Maximum Likelihood Phylogenetics

Overview

Maximum likelihood (ML) phylogenetics is a statistical framework that identifies the tree topology most likely to have produced the observed sequence data under an explicit model of molecular evolution. Unlike distance-based methods that collapse sequence information into a single number per pair, ML evaluates every site in the alignment, calculating the probability of the data given a tree and a substitution model. The tree with the highest likelihood score is selected as the best estimate of evolutionary history. ML methods are computationally intensive but offer well-established statistical properties, including consistency and the ability to compare competing models.

Key Concepts

The likelihood calculation depends on a substitution model — a Markov process describing the rates at which one nucleotide (or amino acid) changes into another. Commonly used models include JC69 (equal rates), GTR (general time-reversible with unequal base frequencies), and rate heterogeneity modeled via a gamma distribution (G) with a proportion of invariant sites (I).

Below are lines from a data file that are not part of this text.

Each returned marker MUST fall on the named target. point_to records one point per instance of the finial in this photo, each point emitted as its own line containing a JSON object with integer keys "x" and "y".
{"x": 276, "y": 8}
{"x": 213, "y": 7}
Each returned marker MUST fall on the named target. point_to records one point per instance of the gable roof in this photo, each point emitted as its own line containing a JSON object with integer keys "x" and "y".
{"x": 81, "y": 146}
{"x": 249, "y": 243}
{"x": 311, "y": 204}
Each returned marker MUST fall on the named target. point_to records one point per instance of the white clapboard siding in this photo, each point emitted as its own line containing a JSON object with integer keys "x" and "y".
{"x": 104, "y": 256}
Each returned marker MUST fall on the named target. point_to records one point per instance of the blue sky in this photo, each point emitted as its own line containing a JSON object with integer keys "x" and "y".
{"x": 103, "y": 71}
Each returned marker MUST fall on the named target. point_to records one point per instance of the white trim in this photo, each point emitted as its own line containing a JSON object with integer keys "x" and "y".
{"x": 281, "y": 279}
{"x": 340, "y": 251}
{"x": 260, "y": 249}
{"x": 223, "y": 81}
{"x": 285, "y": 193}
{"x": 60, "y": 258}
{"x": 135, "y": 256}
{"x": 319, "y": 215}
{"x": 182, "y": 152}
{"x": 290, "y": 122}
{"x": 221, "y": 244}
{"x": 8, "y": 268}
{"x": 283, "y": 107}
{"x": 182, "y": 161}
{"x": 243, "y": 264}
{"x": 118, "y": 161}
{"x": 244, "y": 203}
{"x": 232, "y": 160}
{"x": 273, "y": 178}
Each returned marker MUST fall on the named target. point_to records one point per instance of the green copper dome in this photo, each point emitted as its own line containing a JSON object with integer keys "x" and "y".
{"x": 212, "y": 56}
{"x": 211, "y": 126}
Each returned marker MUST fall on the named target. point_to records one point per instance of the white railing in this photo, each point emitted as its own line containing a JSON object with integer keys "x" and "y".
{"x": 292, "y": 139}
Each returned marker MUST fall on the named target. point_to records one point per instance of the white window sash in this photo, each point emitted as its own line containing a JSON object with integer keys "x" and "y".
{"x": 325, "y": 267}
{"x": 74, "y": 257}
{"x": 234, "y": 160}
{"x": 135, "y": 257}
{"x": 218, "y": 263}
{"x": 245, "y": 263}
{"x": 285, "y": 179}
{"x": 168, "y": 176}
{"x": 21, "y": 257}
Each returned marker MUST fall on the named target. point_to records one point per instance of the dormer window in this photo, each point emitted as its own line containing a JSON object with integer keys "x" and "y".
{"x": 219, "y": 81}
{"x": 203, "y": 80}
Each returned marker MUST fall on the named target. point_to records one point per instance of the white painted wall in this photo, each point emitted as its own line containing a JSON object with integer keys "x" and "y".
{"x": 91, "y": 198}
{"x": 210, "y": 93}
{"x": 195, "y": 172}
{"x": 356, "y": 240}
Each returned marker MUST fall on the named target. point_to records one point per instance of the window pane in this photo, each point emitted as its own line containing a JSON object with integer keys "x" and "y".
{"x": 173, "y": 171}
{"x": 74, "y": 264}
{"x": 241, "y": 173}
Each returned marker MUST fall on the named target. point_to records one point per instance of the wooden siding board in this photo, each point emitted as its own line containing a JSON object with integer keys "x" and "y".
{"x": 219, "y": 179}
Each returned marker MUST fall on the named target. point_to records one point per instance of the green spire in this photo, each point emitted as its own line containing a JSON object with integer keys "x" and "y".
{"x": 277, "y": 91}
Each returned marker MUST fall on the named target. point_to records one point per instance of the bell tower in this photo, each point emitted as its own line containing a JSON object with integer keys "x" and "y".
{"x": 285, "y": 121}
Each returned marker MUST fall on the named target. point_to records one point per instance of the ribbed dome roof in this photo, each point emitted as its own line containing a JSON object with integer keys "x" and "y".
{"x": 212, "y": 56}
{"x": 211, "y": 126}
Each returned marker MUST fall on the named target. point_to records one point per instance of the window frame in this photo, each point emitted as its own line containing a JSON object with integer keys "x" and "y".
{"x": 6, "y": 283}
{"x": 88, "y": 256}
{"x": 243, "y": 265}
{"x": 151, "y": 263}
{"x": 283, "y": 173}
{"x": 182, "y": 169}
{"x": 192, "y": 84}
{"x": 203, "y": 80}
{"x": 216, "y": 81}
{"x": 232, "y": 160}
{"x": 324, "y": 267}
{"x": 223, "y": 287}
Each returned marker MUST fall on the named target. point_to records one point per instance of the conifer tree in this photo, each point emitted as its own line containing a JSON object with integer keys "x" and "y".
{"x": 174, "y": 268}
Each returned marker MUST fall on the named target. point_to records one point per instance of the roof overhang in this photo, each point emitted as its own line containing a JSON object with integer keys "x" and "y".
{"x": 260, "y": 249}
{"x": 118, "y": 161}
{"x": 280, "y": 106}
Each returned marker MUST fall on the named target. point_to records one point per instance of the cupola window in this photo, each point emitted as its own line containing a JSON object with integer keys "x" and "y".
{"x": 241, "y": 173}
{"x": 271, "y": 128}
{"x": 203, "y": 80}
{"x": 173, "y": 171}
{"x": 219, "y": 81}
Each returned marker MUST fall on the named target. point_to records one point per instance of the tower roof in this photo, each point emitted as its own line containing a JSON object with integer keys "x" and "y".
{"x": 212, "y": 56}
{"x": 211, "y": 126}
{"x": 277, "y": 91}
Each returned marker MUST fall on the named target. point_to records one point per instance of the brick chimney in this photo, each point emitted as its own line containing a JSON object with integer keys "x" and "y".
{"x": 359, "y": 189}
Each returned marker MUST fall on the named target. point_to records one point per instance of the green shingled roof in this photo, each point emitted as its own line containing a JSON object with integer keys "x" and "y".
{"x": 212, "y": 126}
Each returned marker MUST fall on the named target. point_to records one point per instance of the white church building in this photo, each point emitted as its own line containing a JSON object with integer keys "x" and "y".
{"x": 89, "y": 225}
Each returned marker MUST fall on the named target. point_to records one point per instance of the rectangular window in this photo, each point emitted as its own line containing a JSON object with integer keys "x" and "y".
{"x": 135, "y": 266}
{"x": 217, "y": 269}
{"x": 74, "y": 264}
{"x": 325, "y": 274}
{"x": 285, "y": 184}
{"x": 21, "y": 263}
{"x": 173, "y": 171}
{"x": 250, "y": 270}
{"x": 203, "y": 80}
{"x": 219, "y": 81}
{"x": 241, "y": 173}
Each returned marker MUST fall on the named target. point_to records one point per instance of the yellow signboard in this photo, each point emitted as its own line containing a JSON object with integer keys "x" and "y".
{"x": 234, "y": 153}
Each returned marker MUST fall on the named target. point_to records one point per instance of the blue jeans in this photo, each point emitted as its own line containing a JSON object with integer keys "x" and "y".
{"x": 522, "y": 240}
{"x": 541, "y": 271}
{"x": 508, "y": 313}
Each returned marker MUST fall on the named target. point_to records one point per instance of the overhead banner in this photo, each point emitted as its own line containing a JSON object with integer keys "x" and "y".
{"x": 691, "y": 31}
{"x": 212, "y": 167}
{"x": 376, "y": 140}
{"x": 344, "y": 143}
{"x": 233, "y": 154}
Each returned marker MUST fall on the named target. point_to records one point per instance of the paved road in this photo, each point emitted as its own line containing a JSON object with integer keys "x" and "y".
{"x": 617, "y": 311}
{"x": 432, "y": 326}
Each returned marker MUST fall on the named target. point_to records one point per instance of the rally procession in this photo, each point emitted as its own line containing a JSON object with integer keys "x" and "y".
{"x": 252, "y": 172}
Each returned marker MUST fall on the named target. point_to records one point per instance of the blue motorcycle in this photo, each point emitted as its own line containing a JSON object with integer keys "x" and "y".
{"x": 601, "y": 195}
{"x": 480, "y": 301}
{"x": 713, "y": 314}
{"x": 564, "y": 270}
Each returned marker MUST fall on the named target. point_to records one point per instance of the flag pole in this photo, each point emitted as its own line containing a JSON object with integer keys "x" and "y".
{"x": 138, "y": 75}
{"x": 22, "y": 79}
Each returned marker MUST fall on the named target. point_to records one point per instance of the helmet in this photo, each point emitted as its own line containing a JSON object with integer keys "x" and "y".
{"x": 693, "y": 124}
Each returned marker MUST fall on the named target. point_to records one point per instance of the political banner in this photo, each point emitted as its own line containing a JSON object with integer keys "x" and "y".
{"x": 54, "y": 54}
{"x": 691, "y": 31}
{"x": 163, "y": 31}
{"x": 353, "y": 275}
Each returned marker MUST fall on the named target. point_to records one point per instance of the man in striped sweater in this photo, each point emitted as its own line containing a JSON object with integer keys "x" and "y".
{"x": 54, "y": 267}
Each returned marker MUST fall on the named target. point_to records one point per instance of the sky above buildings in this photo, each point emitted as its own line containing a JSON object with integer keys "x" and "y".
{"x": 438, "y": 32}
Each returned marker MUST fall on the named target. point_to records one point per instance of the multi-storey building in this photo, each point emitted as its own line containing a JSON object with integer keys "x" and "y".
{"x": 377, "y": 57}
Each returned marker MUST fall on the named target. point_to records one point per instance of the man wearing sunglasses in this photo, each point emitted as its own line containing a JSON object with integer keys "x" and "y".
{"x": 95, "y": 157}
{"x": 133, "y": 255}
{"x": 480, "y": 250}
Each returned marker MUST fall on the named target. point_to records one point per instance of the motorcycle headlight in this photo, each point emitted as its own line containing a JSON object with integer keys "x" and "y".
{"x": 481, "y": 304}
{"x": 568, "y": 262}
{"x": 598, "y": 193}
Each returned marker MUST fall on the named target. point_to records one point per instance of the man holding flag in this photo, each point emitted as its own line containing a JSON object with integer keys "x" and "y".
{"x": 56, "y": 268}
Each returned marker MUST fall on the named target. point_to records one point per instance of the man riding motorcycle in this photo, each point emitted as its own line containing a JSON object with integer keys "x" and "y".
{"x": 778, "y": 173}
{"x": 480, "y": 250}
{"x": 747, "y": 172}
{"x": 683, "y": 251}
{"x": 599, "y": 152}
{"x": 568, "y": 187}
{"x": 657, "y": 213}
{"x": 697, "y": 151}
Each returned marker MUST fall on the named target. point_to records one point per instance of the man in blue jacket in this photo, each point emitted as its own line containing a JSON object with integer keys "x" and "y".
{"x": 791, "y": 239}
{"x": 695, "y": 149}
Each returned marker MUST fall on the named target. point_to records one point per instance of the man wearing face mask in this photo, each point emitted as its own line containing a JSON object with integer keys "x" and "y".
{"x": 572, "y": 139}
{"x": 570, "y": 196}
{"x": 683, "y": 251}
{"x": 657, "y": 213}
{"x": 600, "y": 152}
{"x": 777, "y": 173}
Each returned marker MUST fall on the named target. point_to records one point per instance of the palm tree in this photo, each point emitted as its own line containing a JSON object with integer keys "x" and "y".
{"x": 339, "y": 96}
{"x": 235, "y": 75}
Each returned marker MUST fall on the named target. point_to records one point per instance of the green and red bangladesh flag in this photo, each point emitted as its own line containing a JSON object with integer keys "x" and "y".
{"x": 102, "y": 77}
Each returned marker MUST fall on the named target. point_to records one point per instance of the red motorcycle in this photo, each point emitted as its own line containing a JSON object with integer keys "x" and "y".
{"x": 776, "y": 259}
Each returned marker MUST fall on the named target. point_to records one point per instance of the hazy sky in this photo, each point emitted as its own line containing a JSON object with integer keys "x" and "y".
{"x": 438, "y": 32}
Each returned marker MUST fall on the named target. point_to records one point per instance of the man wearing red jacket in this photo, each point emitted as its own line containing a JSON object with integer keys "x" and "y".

Heuristic tree searches (e.g., subtree pruning and regrafting, or SPR) navigate the vast space of possible topologies. Model selection using information criteria such as AIC or BIC identifies the best-fitting substitution model for the data.

Applications

ML phylogenetics is widely applied in molecular systematics, viral phylodynamics, and comparative genomics. It forms the backbone of many large-scale species trees and is the method of choice for most peer-reviewed phylogenetic studies. The approach is routinely used to trace DNA sequencing data from pathogen outbreaks, to study the evolutionary dynamics of viral structure and classification, and to resolve deep relationships in bacterial genetics where rapid evolution can obscure phylogenetic signal.